Fotos: Michel Aguilar y Alain L. Gutiérrez
Hace ya bastante tiempo, más de sesenta años, el ilustre y un tanto olvidado cronista Eladio Secades preguntaba lo siguiente: “Entre nosotros, en secreto honorable, ¿La Habana es alegre de verdad?”
El hecho de que los pósters turísticos sigan vendiendo la imagen de una ciudad refrescante, con maracas, palmeras, agua de coco, y una mulata escultural en cada esquina, es muestra de muchas cosas. Que la publicidad turística tiene escasa imaginación. Que los turistas agradecen esa poco cambiante idea de la isla. Y que los clichés son inderrotables. Otra mística, ciertamente, no se puede pedir. Cada ciudad ejerce su mito y atrae feligreses a su causa. La poética París, el Londres fantasmal, la recia Viena, la Roma imperial, la soberbia Buenos Aires, la exuberante Nueva York, y la alegre Habana.
Pero cualquier ciudad es su rostro y su reverso. Por tanto, bien lo sabemos, con la misma fuerza que La Habana explota en un derroche carnavalesco es capaz de sumirse en el más prolongado de los mutismos. Toda ciudad que se respete debe tener carácter, y no portarse siempre igual. Que la publicidad turística coquetee con la imagen que más le conviene no es un pecado, pero que los cubanos nos lo creamos, sí. Yo, incluso, diría más. A La Habana, esas pequeñas muestras de euforia se la imprimen sus gentes, pero no es una virtud intrínseca en ella.
Si Varadero quedase vacío, parecería un descuido sin importancia. Su estrecha franja de hoteles y sus concurridas tiendas expresarían exactamente lo mismo que una maqueta olvidada. O sea, nada. Ni bueno ni malo. Ni nostalgia ni optimismo.

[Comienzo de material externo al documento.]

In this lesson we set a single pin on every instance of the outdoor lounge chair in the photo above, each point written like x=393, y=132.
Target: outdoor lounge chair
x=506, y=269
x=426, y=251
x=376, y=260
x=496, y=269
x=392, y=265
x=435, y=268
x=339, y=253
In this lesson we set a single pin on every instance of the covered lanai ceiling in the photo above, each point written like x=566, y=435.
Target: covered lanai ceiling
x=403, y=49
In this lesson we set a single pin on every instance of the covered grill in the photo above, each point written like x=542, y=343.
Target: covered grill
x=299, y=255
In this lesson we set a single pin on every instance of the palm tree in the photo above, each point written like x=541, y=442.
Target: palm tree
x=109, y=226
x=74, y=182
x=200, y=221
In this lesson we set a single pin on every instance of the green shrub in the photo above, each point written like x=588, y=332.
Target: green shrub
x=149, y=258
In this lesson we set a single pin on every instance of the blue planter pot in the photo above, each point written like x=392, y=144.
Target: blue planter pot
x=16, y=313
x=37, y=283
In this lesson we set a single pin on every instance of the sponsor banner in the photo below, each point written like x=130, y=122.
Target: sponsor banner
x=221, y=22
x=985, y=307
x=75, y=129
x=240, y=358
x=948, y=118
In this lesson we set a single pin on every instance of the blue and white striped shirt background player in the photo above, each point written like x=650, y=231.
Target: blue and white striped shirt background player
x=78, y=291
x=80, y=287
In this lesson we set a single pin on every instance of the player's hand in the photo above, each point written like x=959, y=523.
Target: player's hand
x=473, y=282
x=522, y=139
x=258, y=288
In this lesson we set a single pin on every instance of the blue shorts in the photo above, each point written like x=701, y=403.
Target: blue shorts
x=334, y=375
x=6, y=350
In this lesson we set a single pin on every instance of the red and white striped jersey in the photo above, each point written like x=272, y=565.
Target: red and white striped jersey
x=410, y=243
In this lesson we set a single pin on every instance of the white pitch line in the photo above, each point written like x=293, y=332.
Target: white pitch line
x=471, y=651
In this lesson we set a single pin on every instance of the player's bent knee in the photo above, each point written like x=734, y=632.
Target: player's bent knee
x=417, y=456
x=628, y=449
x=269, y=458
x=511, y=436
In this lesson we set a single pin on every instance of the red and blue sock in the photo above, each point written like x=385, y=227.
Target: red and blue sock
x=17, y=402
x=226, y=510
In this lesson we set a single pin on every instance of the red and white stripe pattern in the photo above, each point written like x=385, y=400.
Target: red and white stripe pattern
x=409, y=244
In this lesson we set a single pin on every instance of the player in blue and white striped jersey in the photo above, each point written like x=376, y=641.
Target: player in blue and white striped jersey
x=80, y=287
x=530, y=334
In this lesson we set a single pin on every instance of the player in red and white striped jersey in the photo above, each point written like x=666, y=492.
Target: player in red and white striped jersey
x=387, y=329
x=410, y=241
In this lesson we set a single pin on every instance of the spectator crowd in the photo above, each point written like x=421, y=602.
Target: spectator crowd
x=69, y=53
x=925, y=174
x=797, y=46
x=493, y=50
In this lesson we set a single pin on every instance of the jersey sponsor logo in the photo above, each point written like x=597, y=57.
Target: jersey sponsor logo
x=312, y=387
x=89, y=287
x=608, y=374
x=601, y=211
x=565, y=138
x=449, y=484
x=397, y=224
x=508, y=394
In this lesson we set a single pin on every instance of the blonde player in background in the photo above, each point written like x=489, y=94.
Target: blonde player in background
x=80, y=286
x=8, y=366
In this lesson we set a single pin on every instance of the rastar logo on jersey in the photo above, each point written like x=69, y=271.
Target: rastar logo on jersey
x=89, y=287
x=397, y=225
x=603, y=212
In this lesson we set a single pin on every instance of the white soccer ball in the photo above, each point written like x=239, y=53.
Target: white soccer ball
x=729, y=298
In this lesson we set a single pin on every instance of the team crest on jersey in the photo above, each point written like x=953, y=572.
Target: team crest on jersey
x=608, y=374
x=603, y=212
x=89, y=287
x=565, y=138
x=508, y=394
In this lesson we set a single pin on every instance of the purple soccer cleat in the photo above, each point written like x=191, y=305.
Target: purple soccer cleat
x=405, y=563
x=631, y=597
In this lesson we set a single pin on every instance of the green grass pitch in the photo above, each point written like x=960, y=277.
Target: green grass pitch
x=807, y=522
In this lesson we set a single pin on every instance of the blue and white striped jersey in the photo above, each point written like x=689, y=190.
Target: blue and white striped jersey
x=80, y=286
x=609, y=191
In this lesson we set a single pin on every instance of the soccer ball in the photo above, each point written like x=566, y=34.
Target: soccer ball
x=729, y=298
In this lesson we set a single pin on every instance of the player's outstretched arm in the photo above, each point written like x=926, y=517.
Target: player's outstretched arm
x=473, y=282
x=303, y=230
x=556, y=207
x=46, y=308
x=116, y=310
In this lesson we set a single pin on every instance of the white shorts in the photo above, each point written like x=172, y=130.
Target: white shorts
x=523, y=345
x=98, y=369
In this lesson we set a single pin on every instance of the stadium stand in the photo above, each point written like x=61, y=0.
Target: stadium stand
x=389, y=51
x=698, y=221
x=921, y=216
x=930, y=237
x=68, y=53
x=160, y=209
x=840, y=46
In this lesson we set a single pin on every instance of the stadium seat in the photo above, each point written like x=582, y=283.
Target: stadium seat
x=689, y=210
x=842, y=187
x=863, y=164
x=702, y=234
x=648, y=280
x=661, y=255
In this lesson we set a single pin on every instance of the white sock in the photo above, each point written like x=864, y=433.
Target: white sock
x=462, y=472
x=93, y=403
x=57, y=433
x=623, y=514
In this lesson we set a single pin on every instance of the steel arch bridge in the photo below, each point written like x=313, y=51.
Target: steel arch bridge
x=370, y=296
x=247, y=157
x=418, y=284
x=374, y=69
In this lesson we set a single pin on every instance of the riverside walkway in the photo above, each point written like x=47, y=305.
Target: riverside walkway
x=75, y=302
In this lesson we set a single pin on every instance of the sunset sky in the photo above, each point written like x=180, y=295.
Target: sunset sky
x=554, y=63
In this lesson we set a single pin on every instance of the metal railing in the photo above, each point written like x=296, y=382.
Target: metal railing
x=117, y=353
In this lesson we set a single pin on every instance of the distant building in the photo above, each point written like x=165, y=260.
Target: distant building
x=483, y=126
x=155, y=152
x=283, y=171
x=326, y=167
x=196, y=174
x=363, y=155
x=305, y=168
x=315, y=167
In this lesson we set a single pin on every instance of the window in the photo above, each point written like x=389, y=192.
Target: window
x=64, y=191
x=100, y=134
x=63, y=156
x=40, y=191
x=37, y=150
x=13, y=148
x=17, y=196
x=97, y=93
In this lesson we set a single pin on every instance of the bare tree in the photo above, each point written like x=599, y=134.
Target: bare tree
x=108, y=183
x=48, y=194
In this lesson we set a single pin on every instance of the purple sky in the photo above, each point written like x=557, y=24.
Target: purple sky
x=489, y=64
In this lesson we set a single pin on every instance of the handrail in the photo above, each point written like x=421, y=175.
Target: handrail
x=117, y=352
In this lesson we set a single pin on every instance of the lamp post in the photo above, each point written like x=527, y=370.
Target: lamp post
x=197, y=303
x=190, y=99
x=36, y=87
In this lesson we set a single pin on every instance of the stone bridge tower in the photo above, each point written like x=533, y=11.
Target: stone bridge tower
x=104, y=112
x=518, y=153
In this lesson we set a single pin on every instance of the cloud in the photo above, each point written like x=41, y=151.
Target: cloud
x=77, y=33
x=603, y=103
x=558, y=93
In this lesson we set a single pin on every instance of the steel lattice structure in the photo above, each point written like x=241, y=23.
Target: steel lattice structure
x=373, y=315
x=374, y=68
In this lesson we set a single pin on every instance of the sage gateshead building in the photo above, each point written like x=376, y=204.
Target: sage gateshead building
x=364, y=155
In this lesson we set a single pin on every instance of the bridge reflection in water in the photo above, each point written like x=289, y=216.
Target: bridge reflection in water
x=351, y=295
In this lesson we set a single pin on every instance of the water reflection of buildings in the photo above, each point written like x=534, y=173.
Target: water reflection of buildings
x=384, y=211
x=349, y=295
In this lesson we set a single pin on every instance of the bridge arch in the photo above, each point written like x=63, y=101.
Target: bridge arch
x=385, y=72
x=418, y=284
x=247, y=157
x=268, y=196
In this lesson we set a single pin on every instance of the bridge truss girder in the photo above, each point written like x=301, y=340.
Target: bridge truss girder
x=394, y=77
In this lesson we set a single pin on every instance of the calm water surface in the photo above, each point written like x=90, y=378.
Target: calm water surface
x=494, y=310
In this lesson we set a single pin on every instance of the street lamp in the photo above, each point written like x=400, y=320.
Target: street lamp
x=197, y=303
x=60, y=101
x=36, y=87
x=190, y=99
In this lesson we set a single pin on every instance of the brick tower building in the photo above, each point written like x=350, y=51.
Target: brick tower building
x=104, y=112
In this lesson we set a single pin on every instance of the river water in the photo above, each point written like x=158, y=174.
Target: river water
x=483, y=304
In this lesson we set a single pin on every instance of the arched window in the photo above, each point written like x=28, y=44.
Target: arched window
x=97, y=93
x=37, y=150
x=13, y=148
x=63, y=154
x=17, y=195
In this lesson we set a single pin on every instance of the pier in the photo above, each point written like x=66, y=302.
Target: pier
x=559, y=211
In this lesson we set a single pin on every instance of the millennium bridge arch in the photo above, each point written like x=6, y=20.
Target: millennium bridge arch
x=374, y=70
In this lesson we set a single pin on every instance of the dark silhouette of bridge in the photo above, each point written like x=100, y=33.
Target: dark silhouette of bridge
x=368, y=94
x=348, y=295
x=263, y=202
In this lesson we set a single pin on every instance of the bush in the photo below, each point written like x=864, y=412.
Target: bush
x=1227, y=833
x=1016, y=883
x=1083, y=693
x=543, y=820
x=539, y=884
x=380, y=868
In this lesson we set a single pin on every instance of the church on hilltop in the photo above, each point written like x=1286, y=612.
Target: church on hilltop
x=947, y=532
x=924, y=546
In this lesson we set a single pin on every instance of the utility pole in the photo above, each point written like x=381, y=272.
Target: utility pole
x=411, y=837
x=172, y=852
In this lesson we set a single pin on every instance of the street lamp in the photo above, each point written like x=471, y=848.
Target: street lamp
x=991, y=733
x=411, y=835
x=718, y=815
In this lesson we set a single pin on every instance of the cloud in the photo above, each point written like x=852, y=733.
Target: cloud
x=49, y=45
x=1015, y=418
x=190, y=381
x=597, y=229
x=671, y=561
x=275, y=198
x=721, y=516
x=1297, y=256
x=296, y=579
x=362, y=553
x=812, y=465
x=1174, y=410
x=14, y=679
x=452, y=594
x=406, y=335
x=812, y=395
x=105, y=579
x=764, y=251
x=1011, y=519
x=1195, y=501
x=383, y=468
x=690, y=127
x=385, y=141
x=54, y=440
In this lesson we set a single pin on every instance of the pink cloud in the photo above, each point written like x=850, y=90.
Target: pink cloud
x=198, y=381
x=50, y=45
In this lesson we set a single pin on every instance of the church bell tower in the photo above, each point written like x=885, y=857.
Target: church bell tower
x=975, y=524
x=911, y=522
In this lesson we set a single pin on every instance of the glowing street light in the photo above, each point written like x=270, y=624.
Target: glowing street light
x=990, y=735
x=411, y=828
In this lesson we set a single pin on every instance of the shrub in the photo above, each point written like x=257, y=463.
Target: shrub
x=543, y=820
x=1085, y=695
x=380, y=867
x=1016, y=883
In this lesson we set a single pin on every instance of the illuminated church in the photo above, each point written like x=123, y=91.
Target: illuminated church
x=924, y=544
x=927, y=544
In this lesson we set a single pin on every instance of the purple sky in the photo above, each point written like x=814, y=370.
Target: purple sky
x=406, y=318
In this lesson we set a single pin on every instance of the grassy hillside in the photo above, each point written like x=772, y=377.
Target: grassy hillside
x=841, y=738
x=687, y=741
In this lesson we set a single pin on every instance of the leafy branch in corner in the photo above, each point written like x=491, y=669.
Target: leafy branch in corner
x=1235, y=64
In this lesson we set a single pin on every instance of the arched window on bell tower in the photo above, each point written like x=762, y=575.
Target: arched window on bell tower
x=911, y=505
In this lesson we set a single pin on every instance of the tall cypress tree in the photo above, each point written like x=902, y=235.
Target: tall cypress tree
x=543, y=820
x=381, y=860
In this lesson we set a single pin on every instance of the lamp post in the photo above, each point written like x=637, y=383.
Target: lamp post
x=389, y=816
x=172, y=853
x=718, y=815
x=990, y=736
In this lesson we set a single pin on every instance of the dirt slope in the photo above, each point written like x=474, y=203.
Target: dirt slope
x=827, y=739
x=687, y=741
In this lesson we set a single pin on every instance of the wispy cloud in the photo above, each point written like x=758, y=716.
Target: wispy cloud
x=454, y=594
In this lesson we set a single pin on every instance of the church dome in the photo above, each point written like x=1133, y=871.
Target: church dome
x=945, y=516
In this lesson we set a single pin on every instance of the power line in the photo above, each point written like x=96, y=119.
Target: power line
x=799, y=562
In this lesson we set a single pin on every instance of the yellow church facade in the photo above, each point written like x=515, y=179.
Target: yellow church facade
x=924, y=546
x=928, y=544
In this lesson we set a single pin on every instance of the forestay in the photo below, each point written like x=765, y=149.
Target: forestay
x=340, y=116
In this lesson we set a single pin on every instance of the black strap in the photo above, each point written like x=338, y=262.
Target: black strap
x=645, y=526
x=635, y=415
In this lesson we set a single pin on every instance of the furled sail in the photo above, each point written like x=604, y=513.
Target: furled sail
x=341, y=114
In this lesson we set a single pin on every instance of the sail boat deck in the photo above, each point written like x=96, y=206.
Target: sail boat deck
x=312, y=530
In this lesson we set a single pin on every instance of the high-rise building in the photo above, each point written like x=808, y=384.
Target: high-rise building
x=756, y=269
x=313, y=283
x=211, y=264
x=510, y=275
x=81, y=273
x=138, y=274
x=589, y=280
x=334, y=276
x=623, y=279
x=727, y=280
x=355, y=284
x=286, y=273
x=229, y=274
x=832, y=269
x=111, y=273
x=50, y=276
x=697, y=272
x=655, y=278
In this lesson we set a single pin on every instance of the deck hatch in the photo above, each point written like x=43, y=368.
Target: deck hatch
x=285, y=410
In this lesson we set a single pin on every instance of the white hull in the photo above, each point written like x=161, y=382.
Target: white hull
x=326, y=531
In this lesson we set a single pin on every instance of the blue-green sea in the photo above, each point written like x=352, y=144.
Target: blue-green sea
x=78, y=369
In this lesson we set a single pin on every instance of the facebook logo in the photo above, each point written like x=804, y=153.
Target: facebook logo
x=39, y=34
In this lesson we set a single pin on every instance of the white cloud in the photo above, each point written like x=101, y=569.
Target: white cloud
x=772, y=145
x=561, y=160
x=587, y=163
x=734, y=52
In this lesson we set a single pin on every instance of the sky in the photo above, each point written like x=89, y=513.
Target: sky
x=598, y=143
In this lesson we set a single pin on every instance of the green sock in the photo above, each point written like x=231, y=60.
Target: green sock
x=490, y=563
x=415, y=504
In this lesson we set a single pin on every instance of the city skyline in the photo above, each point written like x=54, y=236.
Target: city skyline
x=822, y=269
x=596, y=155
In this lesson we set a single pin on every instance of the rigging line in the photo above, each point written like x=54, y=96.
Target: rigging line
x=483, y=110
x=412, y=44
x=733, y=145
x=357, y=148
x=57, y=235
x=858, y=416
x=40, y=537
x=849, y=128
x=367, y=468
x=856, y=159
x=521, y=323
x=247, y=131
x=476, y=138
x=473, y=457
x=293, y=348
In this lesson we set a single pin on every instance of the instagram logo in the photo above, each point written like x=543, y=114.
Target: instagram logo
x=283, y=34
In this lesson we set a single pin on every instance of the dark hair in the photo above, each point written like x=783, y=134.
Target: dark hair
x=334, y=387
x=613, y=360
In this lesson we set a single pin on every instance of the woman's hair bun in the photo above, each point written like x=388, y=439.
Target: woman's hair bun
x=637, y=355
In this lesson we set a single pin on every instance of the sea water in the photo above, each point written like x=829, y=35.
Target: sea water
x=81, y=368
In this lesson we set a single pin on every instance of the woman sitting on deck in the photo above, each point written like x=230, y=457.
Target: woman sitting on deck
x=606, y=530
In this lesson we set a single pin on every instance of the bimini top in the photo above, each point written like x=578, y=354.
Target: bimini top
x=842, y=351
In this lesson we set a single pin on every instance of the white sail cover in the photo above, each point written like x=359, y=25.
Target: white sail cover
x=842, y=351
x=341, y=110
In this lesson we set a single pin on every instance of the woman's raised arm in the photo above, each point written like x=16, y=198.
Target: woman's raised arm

Un islote, o algunos de esos cayos de moda, quizás, en caso de que no estuviesen demasiado invadidos, mantendrían cierta pureza natural, cierta libertad de la luz.
Pero La Habana, lo que se dice Habana, si quedara deshabitada, fuese una ciudad tristísima. Solo hay que observar sus lugares ilustres: las fortificaciones coloniales, la intrincada disposición de las calles en su zona antigua, el Vedado burgués, prontamente venido a menos, el folclórico Cerro, de una aristocracia que nunca la dejaron ser.
Sin embargo, lo que verdaderamente dicta el ritmo de una ciudad no es su arquitectura, siempre una acción secundaria, posterior. Lo que verdaderamente define su carácter es la geografía. En La Habana no hay cimas, no hay depresiones, no hay mesetas, no hay lagos. Pero hay mar. Un mar, si nos fijamos bien, en el que sobresalen casi inexistentes y paupérrimas playas. Y en el que, curiosamente, solo unos cuantos días al año predomina el sol. Aunque quizás el sol, perdonen, sí predomine. Sería un sacrilegio decir otra cosa.
Lo que nadie podría discutir es que el mar de La Habana se ve mejor, y más imponente, cuando se extiende el gris sobre sus aguas, y las olas, exhaustas, estallan en la costa como nubes de sal.